Arcade Fire: Wären wir drinnen, flöge das Dach weg
Samstag! Unser englischer Kritiker schreibt: „The word ‚Radiohead‘ was still echoing around the site in Lisbon on the closing evening.“ Naja, also ich habe davon nichts mitbekommen, bin erst mal auf zu Calexico aus Arizona, die ich nur dem Namen nach kannte. Zwei gechillte Gitarrentypen, sagt mir jemand, die ganz lässig was runterspielen.

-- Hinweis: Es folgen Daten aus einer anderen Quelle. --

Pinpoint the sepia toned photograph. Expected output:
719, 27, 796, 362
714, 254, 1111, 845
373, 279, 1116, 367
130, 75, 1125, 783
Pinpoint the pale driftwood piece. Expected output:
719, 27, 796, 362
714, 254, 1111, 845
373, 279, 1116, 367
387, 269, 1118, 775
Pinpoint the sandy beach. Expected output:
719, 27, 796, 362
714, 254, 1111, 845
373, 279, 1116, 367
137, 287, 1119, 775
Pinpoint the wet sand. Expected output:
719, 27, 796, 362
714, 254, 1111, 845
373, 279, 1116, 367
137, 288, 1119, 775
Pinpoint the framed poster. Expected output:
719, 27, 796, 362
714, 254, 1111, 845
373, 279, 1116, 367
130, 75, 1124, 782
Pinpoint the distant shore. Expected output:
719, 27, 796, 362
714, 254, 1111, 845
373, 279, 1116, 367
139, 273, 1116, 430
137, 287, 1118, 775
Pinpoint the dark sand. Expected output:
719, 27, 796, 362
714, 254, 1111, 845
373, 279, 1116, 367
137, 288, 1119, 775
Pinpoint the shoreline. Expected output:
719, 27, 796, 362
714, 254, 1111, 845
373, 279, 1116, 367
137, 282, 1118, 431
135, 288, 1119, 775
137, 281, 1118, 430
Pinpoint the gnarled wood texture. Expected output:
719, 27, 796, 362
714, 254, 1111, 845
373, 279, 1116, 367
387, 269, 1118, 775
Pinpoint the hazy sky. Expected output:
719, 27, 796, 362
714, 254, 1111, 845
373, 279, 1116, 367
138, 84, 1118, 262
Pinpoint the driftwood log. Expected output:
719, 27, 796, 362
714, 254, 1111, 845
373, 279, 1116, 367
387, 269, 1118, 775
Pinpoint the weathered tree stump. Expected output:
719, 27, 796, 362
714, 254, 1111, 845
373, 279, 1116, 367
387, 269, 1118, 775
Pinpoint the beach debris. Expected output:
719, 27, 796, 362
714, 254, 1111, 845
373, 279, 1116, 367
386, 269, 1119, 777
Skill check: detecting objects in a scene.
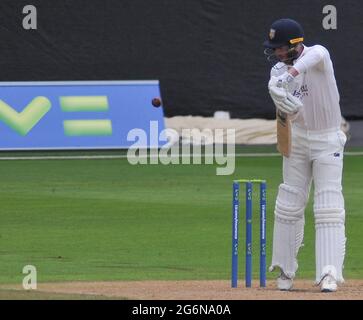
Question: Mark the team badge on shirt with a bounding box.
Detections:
[270,29,276,40]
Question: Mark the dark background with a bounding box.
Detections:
[0,0,363,119]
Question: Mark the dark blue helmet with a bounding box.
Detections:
[263,19,304,49]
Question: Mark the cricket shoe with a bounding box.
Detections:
[320,266,338,293]
[277,272,294,291]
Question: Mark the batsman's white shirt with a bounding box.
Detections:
[271,45,342,131]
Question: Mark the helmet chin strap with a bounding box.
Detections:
[282,45,299,66]
[264,43,301,66]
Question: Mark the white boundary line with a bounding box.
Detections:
[0,152,363,161]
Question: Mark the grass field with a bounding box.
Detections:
[0,149,363,284]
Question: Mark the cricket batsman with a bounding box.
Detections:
[264,19,347,292]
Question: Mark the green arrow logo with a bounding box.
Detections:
[0,97,51,136]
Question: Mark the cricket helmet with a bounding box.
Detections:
[263,19,304,49]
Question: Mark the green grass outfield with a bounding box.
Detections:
[0,150,363,284]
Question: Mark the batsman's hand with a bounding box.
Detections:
[268,77,303,115]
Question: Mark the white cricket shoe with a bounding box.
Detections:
[320,266,338,293]
[277,272,294,291]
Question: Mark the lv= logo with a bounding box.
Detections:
[0,96,112,137]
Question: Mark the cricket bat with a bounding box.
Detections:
[276,110,291,158]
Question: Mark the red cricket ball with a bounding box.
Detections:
[151,98,161,108]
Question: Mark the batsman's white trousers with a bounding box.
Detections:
[270,124,346,283]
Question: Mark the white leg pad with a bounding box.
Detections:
[269,184,307,279]
[314,189,346,283]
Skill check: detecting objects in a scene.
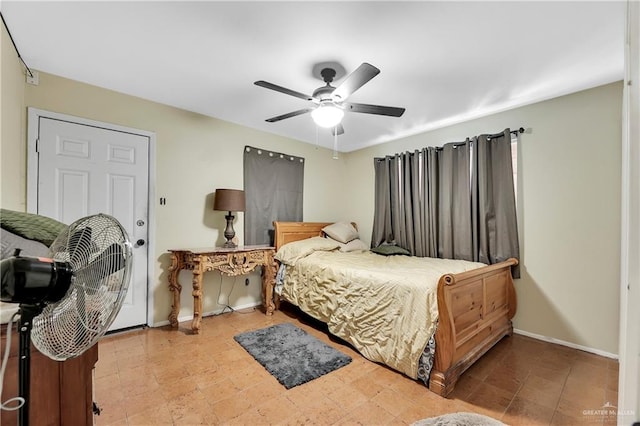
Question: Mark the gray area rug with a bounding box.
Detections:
[234,323,351,389]
[411,412,505,426]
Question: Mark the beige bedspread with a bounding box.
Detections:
[282,251,485,379]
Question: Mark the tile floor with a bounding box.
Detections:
[95,307,618,426]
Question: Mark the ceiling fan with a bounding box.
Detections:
[254,62,405,135]
[0,214,133,426]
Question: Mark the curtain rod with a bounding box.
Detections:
[487,127,524,139]
[374,127,525,161]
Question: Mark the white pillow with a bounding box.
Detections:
[322,222,358,244]
[276,237,340,266]
[340,238,369,253]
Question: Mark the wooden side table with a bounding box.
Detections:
[169,246,276,334]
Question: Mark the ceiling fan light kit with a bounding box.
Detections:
[254,62,405,140]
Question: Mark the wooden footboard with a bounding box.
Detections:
[429,259,518,396]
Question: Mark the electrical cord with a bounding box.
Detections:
[0,311,25,411]
[216,274,238,315]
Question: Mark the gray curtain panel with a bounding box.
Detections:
[371,156,394,248]
[244,146,304,245]
[371,129,519,277]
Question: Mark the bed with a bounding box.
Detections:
[265,222,518,397]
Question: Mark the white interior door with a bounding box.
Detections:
[37,117,149,330]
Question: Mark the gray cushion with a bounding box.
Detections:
[0,209,67,247]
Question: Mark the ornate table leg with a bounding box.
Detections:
[191,255,204,334]
[169,252,183,327]
[262,251,276,315]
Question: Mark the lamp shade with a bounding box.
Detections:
[213,189,245,212]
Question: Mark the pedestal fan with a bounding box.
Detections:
[0,214,133,425]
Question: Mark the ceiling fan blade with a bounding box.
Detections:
[265,108,313,123]
[342,102,405,117]
[253,80,313,101]
[332,62,380,102]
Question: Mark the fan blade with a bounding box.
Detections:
[332,62,380,102]
[253,80,313,101]
[265,108,313,123]
[342,102,405,117]
[68,226,93,267]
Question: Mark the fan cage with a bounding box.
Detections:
[31,214,133,361]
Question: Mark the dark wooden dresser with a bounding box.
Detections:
[0,323,98,426]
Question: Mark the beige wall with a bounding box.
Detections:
[0,25,26,210]
[344,83,622,354]
[1,37,346,324]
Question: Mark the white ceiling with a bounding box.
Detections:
[1,0,626,152]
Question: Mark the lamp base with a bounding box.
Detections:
[223,212,238,248]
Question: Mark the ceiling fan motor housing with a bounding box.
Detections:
[0,256,73,305]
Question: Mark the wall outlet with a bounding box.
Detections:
[27,70,40,86]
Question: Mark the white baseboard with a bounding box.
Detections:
[149,302,262,327]
[513,328,618,359]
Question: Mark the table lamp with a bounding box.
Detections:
[213,189,245,248]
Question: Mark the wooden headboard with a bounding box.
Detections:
[273,221,333,251]
[273,221,358,251]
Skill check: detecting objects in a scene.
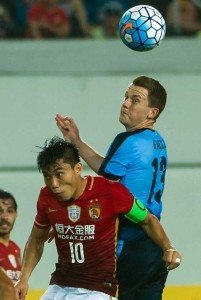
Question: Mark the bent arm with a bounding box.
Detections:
[125,199,181,270]
[15,225,50,299]
[55,114,104,173]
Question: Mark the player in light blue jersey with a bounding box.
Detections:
[56,76,174,300]
[99,128,167,240]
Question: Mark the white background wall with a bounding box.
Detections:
[0,40,201,288]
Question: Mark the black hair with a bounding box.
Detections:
[0,189,17,211]
[133,76,167,119]
[37,136,80,171]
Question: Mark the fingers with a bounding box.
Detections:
[164,249,181,271]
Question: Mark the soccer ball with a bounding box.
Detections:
[119,5,166,51]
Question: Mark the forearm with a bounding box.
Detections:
[141,214,173,251]
[20,236,44,282]
[76,140,104,173]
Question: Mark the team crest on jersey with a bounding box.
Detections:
[67,205,81,223]
[8,254,17,268]
[89,199,101,221]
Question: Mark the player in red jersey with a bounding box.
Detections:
[0,269,16,300]
[16,137,181,300]
[0,189,21,282]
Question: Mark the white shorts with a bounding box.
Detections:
[40,284,117,300]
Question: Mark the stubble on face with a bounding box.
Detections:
[119,84,150,131]
[0,199,17,237]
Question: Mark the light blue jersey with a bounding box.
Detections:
[99,128,167,240]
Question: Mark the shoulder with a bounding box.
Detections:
[9,240,20,253]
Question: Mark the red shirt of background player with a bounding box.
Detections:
[28,4,69,37]
[0,241,21,282]
[35,176,133,296]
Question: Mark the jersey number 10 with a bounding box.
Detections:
[69,242,85,264]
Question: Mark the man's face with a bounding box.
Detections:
[43,159,82,201]
[119,84,152,131]
[0,198,17,237]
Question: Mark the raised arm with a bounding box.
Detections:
[125,200,181,270]
[15,225,49,300]
[0,268,15,300]
[55,114,104,173]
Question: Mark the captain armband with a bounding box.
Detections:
[125,199,148,223]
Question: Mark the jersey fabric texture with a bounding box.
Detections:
[99,129,168,300]
[35,176,133,297]
[99,129,167,240]
[0,241,21,282]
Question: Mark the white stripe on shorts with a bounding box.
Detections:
[40,284,117,300]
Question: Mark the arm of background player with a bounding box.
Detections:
[0,268,15,300]
[139,213,181,270]
[125,199,181,270]
[55,114,104,173]
[15,225,49,300]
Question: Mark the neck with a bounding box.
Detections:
[125,119,155,132]
[0,234,10,246]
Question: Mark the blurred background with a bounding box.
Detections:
[0,0,201,300]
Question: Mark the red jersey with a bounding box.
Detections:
[0,241,21,282]
[35,176,133,296]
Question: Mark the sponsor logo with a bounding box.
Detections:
[67,205,81,223]
[48,207,58,213]
[88,199,101,221]
[8,254,17,268]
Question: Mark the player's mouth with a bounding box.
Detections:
[0,222,11,229]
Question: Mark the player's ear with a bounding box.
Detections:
[147,107,159,119]
[74,162,82,174]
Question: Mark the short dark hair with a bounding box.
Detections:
[133,76,167,119]
[0,189,17,211]
[37,136,80,171]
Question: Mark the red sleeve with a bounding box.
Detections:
[58,9,69,24]
[34,188,51,228]
[110,181,134,214]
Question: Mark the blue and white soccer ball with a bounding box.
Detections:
[119,5,166,51]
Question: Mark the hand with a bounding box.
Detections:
[163,248,181,271]
[46,228,54,243]
[15,279,29,300]
[55,114,80,146]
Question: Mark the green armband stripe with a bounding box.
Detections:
[125,199,148,223]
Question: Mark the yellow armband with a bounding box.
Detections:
[125,199,148,223]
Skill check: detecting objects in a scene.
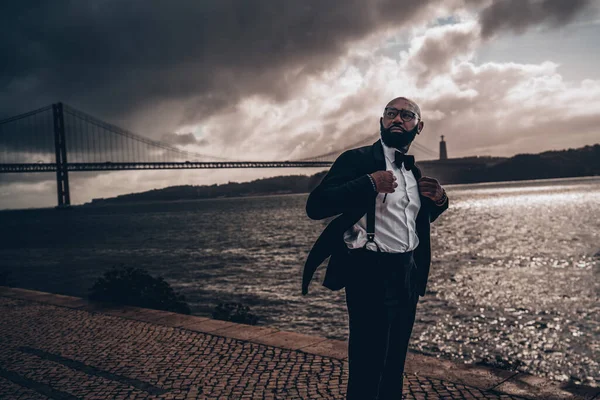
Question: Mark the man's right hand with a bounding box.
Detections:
[371,171,398,193]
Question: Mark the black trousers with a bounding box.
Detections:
[346,249,419,400]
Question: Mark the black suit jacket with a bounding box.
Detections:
[302,140,448,296]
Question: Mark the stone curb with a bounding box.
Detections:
[0,286,600,400]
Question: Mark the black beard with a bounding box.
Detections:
[379,120,419,153]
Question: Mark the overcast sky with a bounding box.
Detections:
[0,0,600,209]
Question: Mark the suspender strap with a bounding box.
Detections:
[365,197,380,252]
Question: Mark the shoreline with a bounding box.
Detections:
[0,175,600,213]
[0,286,600,400]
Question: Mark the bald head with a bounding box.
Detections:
[386,97,421,119]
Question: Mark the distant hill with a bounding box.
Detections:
[88,144,600,205]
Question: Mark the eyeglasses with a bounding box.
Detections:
[383,107,417,122]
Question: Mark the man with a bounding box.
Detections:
[302,97,448,400]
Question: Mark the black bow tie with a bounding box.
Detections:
[394,151,415,171]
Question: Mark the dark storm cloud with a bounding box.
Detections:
[479,0,592,38]
[0,0,433,130]
[160,132,208,146]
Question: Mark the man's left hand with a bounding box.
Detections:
[418,176,444,202]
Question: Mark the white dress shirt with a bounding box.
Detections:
[344,141,421,253]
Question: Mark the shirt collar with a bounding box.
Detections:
[379,139,404,164]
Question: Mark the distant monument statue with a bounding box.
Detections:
[440,135,448,160]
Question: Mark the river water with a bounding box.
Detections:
[0,177,600,386]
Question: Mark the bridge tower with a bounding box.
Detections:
[52,103,71,208]
[440,135,448,160]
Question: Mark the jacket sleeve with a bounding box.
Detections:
[306,151,377,219]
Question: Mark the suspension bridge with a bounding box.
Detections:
[0,103,438,208]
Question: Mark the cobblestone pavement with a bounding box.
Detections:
[0,296,568,399]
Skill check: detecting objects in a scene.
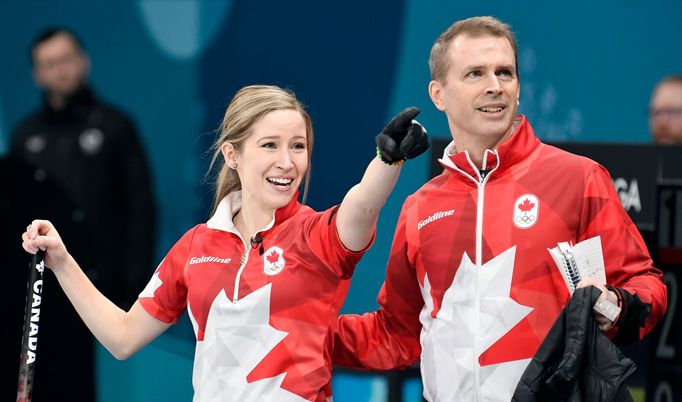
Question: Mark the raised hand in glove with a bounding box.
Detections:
[376,107,429,165]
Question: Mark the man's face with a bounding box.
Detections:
[33,34,89,96]
[649,82,682,144]
[429,35,520,144]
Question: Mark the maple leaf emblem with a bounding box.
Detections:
[266,250,280,264]
[190,284,306,402]
[419,246,533,401]
[517,198,535,212]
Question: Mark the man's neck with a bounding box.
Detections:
[453,120,520,169]
[45,94,67,111]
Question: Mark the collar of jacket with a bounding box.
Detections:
[438,115,540,181]
[206,191,301,232]
[43,84,95,123]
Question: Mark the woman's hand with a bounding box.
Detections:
[21,219,69,271]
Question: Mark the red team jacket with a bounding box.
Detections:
[334,116,667,402]
[139,192,362,402]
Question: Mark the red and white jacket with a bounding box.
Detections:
[139,192,362,402]
[333,116,667,402]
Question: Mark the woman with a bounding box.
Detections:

Es sind dann zwar nicht zwei Typen, sondern gefühlt ein ganzes Salsa-Orchester, es ist nicht lässig, sondern eher infernalisch, und runtergespielt wird auch nichts, sondern ziemlich eingeheizt. Aber davon ab hat alles gestimmt. Jeder Musiker darf ein Solo spielen und wird dabei vorgestellt. Furchtbar oldschool, aber ich mag sowas ja. Am Ende gibt’s sogar eine Verbeugung – natürlich Arm in Arm. Liegt Mendocino eigentlich in Arizona?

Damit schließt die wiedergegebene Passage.